3. Active Inference Framework

The system implements the Active Inference cycle: Observation, Perception, Belief Update, Goal Formation, Policy Selection, Action, Outcome, Feedback, Learning. Each step is implemented as an explicit computational component, not as a prompt. The architecture explicitly rejects discrete intent labels, state machines, confidence thresholds, deterministic fallback chains, and rule-based control flow. All behavior emerges from continuous belief dynamics and stochastic policy sampling.
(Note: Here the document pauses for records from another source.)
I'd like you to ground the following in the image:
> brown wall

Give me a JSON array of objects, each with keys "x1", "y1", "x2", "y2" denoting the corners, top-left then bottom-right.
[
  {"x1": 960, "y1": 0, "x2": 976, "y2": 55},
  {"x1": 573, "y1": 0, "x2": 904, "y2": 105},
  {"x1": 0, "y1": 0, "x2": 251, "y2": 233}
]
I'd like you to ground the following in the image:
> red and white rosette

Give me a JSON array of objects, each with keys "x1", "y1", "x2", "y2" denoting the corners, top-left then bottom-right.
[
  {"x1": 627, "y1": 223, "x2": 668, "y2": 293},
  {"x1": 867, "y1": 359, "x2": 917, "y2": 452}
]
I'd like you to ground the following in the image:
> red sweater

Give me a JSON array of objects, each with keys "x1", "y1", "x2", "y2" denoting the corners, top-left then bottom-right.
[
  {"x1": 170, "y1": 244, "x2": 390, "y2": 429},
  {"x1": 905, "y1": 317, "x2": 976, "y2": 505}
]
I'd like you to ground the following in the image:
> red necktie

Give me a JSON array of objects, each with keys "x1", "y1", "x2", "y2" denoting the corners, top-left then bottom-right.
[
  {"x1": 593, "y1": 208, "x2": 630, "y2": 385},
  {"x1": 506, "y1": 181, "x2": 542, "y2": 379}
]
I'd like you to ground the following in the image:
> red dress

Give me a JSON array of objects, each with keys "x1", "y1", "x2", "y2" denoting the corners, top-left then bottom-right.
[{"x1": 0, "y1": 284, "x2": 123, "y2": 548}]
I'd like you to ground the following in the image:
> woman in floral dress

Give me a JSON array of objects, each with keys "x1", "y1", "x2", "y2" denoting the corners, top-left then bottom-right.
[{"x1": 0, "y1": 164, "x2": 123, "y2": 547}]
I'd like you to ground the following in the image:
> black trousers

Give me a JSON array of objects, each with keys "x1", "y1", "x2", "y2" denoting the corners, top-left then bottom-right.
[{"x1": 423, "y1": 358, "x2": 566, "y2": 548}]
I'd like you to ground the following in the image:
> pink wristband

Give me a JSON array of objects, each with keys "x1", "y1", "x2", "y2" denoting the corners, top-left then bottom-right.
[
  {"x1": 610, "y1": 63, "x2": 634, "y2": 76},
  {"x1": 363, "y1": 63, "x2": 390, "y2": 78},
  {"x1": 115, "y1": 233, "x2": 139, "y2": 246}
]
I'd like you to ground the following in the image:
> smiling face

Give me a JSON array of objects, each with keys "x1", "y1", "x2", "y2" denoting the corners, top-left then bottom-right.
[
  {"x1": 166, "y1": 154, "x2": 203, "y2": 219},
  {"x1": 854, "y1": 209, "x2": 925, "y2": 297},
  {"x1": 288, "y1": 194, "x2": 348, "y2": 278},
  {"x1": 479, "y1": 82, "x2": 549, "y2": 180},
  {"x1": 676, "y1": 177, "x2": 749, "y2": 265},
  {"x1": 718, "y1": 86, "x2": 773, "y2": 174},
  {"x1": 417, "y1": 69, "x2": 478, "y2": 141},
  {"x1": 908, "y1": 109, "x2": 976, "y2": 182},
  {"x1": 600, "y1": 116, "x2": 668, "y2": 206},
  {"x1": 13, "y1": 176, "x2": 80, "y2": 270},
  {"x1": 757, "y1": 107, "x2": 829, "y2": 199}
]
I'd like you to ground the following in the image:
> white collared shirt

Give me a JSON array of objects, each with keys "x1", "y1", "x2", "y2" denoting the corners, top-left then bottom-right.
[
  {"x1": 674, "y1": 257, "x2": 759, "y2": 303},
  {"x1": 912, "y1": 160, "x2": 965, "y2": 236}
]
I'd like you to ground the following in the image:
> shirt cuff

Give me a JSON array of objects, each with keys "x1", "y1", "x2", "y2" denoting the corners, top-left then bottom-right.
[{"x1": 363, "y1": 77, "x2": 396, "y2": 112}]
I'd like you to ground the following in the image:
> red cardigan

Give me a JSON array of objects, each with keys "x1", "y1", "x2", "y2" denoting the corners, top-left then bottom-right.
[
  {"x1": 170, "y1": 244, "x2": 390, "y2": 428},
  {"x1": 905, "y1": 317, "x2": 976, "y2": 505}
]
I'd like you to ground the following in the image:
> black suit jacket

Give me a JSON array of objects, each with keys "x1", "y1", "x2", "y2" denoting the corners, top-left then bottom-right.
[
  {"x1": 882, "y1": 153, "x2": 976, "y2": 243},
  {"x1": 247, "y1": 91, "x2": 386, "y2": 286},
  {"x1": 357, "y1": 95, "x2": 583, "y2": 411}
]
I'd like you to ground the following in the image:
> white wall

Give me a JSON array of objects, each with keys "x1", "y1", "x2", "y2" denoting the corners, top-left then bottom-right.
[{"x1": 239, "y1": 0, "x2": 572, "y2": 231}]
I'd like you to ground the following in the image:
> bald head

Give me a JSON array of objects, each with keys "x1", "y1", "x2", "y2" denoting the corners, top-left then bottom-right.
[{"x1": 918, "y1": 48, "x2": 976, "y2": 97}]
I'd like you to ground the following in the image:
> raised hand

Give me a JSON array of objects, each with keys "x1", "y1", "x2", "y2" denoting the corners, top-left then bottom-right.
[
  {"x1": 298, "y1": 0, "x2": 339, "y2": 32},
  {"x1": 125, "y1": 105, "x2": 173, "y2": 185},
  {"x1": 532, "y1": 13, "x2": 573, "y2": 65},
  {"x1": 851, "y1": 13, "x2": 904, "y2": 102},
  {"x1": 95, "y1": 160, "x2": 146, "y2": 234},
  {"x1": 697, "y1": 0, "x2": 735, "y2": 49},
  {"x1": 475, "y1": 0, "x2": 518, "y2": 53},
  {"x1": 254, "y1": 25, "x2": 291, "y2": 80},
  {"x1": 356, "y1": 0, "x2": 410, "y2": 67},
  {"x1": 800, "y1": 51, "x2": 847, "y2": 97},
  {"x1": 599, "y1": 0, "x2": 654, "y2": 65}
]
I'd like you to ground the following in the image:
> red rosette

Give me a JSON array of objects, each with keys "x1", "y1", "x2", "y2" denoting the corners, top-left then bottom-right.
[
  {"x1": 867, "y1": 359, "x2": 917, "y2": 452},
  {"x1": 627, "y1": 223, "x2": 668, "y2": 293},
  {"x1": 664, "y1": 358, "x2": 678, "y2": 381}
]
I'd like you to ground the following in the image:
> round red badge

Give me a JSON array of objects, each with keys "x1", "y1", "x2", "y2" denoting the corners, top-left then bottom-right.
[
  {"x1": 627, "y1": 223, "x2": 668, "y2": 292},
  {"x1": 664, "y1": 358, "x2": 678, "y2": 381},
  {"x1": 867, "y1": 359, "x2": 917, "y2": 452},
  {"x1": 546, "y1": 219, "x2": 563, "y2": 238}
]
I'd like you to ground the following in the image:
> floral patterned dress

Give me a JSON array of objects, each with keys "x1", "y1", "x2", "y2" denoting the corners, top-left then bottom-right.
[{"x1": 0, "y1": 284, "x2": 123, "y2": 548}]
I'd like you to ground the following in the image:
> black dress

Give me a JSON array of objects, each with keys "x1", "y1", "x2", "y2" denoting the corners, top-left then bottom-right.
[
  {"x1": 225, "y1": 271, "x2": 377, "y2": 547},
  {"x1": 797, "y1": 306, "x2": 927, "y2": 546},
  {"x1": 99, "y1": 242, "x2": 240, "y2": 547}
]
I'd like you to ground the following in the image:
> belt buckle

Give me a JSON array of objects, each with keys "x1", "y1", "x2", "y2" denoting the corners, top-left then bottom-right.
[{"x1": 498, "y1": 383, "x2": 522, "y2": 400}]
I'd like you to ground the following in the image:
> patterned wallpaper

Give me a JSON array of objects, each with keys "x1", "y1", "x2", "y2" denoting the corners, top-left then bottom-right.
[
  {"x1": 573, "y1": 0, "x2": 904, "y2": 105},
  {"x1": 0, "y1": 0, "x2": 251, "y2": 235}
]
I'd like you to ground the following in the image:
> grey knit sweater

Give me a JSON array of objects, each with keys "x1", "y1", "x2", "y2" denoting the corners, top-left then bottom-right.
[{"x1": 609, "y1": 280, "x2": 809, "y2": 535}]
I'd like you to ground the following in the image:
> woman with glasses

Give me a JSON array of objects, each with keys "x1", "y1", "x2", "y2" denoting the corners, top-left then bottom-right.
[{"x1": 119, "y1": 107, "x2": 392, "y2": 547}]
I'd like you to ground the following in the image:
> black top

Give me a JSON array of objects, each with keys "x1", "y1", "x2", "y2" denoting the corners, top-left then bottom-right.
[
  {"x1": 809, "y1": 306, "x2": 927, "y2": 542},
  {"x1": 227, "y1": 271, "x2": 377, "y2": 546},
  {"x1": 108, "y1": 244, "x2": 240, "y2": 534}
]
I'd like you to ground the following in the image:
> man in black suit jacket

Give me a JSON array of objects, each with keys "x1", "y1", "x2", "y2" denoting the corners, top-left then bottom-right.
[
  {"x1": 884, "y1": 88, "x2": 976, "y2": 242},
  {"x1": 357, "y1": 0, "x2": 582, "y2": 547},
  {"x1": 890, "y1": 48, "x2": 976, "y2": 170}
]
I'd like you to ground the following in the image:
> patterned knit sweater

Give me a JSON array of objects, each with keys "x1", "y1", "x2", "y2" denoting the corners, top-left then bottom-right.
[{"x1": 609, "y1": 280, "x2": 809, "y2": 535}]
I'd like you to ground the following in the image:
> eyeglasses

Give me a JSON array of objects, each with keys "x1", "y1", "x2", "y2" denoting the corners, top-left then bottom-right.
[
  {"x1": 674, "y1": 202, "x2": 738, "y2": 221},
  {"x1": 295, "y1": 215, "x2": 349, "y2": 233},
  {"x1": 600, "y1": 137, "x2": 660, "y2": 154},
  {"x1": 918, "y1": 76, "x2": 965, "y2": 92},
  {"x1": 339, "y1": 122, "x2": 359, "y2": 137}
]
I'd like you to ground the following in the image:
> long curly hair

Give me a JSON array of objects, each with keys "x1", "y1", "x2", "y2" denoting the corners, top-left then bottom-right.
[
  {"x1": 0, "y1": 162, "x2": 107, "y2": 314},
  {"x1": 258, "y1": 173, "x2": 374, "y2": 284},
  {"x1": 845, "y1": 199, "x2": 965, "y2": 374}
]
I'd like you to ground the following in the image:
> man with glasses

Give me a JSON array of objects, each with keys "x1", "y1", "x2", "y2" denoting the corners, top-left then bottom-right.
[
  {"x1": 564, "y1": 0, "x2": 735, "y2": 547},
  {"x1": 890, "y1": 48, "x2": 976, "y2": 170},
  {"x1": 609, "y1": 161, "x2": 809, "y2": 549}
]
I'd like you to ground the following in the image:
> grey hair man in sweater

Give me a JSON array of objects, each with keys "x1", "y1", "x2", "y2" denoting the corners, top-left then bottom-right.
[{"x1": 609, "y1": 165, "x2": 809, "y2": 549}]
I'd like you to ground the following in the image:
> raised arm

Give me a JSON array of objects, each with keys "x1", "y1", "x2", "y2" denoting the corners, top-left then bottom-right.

ObservationPerceptionBelief UpdateGoal FormationPolicy SelectionActionOutcomeFeedbackLearning

4. High-Level Architecture

The architecture consists of six core layers working in concert:

Perception Layer
Multi-modal input processing, semantic embedding, uncertainty quantification
World Model
Bayesian belief states, epistemic and aleatoric uncertainty tracking, counterfactual simulation
Goal System
Value-based goal generation, context-sensitive priority adjustment, multi-objective optimization
Policy Network
Expected Free Energy (EFE) minimization, exploration-exploitation balance, online adaptation
Action Execution
Structured action representation, multi-modal output, feedback collection
Memory System
Episodic memory, semantic memory, working memory for active context

5. Key Capabilities

The system provides three transformative capabilities:

Autonomous Capability Acquisition
Discovers and acquires new capabilities at runtime through semantic matching, tool construction, and online integration without redeployment.
Continuous Learning
All components support online adaptation: belief updates from execution outcomes, policy refinement through experience, value function evolution.
Uncertainty-Aware Reasoning
Explicitly tracks epistemic uncertainty (knowledge gaps), aleatoric uncertainty (inherent randomness), and uses uncertainty-driven exploration.

6. Design Philosophy

Three principles guide the architecture:

Separation of Concerns
LLM handles perception, semantic reasoning, language generation. Architecture handles belief maintenance, decision-making, learning. This ensures scalability, interpretability, and adaptability.
Probabilistic by Default
Beliefs are distributions, not point estimates. Actions are sampled stochastically. Learning updates are Bayesian, not gradient-based overwriting.
No Hidden Heuristics
No confidence thresholds. No hardcoded fallbacks. No implicit state machines. If behavior exists, it's visible in the architecture.

Technical Requirements

Minimum
  • Python 3.10+
  • 8GB RAM
  • CPU-only operation
Recommended
  • Python 3.11+
  • 16GB RAM
  • GPU for LLM inference
  • Local LLM (Ollama) or API
This is a research prototype. Not intended for production use without extensive testing and validation.